28. April 2010 von Philippe C. Mangold

Die CVP schlägt vor, dass Boni über einer gewissen Grenze von der Unternehmung als Gewinn versteuert werden sollten. Ein Problem dabei ist sicherlich die willkürlich festgelegte Grenze. Die Perversion des Vorschlags ist aber, dass genau diejenigen, welche die Boni bezahlen müssen (oder dürfen) auch noch für diese zusätzlichen Steuern zur Kasse gebeten werden. Denn jede Gewinnminderung – sei es durch Löhne oder durch Steuern – geht zu Lasten der Aktionäre.

Diese Willkürsteuer sorgt dafür, dass Aktionäre gleich viel bezahlen müssen wie vorher, aber nur ein kleinerer Teil davon Bonuszahlungen sind. Dabei wird klar, dass dieser Vorschlag nur von Neid und Missgunst getrieben ist. Dem Aktionariat sollte die Möglichkeit gegeben werden, dass sie vernünftig über Entschädigungen befinden können, dort liegt der Kern und gleichzeitig die Lösung des Problems.

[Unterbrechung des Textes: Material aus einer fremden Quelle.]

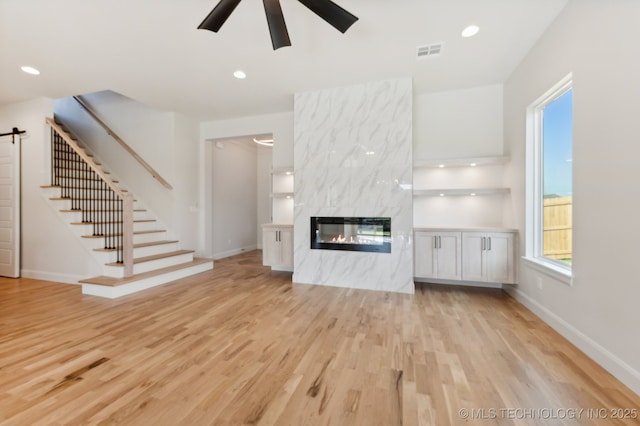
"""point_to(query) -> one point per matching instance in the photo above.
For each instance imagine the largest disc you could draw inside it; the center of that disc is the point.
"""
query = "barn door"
(10, 205)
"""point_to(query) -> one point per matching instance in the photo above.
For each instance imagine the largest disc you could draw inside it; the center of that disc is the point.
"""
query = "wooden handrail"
(127, 198)
(73, 144)
(123, 144)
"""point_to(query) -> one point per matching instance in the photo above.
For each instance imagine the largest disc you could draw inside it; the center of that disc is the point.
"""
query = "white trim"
(550, 269)
(607, 360)
(534, 185)
(51, 276)
(113, 292)
(233, 252)
(458, 283)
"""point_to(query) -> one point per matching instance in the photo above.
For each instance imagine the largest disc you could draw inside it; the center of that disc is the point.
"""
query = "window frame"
(561, 271)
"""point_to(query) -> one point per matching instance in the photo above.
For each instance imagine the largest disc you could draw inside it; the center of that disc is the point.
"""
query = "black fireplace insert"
(371, 234)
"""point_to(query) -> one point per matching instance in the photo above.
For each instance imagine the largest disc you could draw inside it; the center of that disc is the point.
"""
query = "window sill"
(556, 272)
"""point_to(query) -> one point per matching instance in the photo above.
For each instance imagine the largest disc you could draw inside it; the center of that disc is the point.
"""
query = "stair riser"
(153, 250)
(112, 257)
(148, 238)
(118, 271)
(123, 290)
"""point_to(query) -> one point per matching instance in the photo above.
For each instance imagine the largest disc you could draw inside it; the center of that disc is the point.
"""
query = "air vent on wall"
(429, 50)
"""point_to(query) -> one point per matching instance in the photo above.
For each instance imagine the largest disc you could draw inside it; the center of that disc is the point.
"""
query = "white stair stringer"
(157, 258)
(146, 282)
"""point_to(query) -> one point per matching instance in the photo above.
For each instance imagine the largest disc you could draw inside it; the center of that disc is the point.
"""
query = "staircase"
(122, 235)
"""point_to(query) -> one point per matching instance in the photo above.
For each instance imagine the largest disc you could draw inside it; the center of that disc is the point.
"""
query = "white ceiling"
(151, 51)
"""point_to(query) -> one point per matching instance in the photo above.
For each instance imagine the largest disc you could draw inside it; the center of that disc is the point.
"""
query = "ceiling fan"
(326, 9)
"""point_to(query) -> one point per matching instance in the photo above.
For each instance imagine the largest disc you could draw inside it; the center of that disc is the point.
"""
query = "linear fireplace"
(371, 234)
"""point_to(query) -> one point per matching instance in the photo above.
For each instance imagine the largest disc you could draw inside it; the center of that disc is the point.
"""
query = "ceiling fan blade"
(277, 26)
(218, 15)
(332, 13)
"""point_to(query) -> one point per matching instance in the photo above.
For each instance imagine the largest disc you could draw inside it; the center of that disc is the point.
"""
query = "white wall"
(49, 250)
(279, 125)
(597, 41)
(458, 123)
(167, 141)
(353, 158)
(263, 185)
(149, 132)
(234, 197)
(185, 194)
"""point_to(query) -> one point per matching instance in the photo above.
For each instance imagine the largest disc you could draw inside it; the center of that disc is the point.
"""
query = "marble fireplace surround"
(353, 158)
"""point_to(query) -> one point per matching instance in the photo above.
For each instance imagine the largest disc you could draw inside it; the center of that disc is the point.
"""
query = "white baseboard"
(233, 252)
(51, 276)
(460, 283)
(607, 360)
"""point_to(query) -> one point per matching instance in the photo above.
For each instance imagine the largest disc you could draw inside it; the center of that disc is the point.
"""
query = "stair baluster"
(100, 201)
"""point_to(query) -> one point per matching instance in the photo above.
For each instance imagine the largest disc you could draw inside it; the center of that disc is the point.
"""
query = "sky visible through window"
(557, 146)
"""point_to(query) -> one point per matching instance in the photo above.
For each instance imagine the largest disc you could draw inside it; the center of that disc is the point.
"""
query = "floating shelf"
(282, 194)
(282, 171)
(459, 192)
(461, 162)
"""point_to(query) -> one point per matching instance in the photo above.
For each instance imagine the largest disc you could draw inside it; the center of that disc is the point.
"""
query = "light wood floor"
(241, 345)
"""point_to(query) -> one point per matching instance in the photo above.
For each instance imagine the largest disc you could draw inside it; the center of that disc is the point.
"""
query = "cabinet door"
(499, 257)
(270, 247)
(448, 256)
(424, 254)
(286, 247)
(473, 244)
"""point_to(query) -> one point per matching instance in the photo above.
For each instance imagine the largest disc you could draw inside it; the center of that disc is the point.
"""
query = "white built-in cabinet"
(465, 255)
(277, 237)
(277, 246)
(488, 257)
(282, 193)
(437, 254)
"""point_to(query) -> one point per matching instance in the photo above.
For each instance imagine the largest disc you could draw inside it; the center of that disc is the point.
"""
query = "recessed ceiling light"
(470, 31)
(265, 142)
(30, 70)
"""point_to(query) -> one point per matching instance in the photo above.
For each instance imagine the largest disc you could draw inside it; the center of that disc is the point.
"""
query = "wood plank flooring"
(241, 345)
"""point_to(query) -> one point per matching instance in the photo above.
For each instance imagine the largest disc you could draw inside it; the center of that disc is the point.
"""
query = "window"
(549, 179)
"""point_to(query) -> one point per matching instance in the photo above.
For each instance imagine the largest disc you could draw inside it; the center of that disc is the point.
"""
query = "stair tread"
(151, 231)
(140, 260)
(114, 282)
(141, 245)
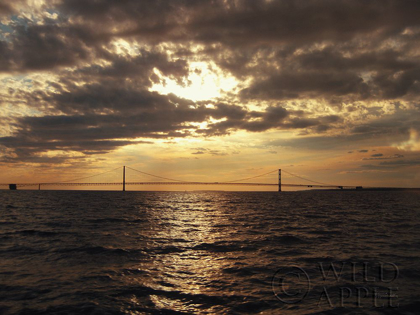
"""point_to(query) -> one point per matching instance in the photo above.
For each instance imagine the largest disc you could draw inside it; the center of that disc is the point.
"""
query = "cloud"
(381, 157)
(412, 144)
(316, 67)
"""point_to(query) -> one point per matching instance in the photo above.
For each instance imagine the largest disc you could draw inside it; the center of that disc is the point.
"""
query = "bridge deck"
(180, 183)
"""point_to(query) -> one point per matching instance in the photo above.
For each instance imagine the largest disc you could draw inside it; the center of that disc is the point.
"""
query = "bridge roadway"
(183, 183)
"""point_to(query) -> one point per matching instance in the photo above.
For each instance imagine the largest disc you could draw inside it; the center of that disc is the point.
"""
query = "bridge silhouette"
(171, 181)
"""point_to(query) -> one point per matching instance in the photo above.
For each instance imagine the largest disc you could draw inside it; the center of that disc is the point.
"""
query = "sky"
(211, 90)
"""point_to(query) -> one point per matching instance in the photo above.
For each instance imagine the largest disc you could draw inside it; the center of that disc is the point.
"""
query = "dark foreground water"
(204, 253)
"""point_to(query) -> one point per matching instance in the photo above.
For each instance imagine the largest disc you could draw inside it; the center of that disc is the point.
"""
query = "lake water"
(74, 252)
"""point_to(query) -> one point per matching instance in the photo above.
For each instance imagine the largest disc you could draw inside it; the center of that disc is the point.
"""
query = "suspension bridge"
(160, 180)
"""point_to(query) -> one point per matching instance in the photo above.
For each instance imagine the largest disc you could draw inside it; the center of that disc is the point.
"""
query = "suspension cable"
(238, 180)
(71, 180)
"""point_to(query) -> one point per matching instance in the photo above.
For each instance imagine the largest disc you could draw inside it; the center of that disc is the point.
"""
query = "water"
(209, 252)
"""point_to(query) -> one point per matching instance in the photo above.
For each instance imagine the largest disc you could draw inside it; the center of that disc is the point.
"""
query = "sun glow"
(206, 81)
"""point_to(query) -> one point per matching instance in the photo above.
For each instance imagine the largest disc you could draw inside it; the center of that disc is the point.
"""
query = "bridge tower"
(124, 178)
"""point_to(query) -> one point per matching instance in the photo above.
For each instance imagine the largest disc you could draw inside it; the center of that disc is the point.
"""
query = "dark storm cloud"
(132, 114)
(334, 51)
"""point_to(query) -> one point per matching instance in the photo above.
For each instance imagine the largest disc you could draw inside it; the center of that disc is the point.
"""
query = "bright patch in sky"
(205, 81)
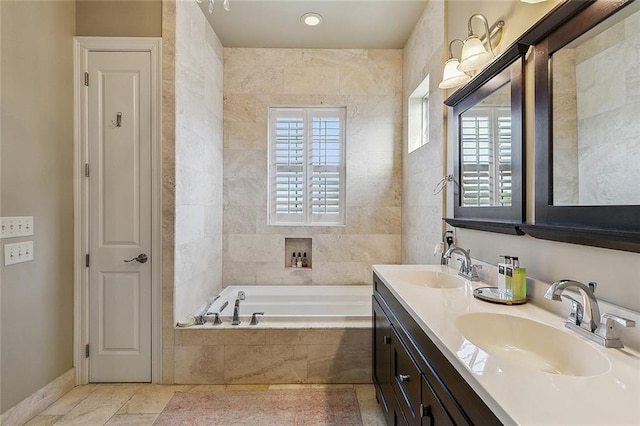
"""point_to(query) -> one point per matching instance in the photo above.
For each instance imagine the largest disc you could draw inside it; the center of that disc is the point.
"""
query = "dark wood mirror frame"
(612, 226)
(507, 69)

2 Kommentare zu „Die Perversion des CVP-Boni-Vorschlags“

  1. Peter Meier sagt:

    Der Kern des Problems liegt nicht beim Aktionariat, sondern bei der Raffgier der Kader. Die Versteuerung macht Sinn. Ein Abwälzen auf die Aktionäre ist nicht möglich. Wie auch?

  2. pm sagt:

    Lieber Herr Meier

    Es handelt sich nicht um eine künstlich generierte Abwälzung, die erfolgt automatisch: Wenn Aktionäre entscheiden, den gleichen Betrag an Boni wie bisher auszuzahlen, dann müssen sie selbst zusätzlich darauf Steuern zahlen, da Steuern vom Gewinn abgezogen werden.

    Aus diesem Grund liegt das Problem bei der Einflussmöglichkeit des Aktionariats: Ihnen gehört der Reingewinn, sie tragen das grösste Risiko und sollten daher auch über Entschädigungen befinden können. Das gegenwärtige System erschwert dies allerdings massiv. Das muss geändert werden, und nichts weiter.